Happy Birthday Lucy Burns!

Lucy Burns (1879-1966)

I've never found a biography of Lucy Burns.  I couldn't even find her obituary.  This of course, has made me more curious about her and determined to set the record straight.  The lack of scholarhip about Burns is apparently of concern to other historians, read here.

Born in Brooklyn, Lucy Burns--like Alice Paul--was extremely well educated and attended Cambridge when she met Alice Paul.  The women met in a police station when they were both arrested for assisting the Women's Social Political Union (suffragettes in England).  According to Paul, the two women became "great friends and allies and comrades."  Both women were integral to the movement and worked as partners.

Together they formed the Congressional Union which later became the National Woman's Party.  Paul would say in a later interview, "Lucy Burns was a very good speaker--she had what you call that gift of the Irish--and she was extremely courageous, a thousand times more courageous than I was.  I was the timid type, and she was just naturally valiant.  Lucy became one of the pillars of our movement.  we never, never, never could have had such a campaign in this country without her."
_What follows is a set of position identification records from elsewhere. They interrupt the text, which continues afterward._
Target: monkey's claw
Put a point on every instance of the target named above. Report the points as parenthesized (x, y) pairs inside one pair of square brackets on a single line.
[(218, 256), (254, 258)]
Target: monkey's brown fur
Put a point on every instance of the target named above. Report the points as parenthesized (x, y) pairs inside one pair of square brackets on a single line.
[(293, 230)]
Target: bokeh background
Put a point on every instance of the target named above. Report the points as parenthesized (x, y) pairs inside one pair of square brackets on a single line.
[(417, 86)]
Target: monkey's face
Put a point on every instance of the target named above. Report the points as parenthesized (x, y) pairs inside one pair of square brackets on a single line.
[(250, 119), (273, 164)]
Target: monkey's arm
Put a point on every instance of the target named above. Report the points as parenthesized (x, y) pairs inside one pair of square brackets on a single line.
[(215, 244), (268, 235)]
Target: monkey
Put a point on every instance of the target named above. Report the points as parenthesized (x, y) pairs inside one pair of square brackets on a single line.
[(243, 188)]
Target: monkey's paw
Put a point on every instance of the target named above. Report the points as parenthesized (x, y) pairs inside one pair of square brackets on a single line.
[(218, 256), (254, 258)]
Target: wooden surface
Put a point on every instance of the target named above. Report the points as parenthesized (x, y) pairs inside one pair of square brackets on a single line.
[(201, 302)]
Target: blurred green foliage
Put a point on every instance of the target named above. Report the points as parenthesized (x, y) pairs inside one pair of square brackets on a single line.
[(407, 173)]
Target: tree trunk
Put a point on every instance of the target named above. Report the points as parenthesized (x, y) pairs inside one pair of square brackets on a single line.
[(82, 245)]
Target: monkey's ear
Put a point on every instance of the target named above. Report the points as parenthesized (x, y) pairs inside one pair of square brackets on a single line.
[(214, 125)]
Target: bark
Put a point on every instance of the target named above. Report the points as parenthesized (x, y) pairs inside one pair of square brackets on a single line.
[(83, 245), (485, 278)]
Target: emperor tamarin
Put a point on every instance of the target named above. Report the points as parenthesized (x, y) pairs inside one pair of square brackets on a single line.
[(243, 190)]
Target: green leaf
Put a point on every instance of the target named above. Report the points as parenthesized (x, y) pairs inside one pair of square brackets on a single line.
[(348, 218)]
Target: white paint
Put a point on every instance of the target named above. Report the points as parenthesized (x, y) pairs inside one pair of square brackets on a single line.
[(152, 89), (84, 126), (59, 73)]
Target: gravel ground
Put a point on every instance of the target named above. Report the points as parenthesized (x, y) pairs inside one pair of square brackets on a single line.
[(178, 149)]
Doris Stevens later wrote that "Her talent as an orator is of the kind that makes for instant intimacy with her audience."

Lucy Burns spent more time in jail than any other
American suffragist.

During the Night of Terror, the guards handcuffed her arms above her head because she roll-called the women to make sure they were all accounted for and safe.

Katherine Roston Fisher would later write a poem called "The Empty Cup" about one episode in the Occdoquan Workhouse where the brutality against the suffragists occured.  The poem was published in The Suffragist in 1917.

After suffrage had been achieved, Burns left the movement.  Her sister died during childbirth and Lucy and two sisters raised their niece, Janet Appleton (later Campbell after marriage).  One of the most insightful articles I have read about Lucy is here.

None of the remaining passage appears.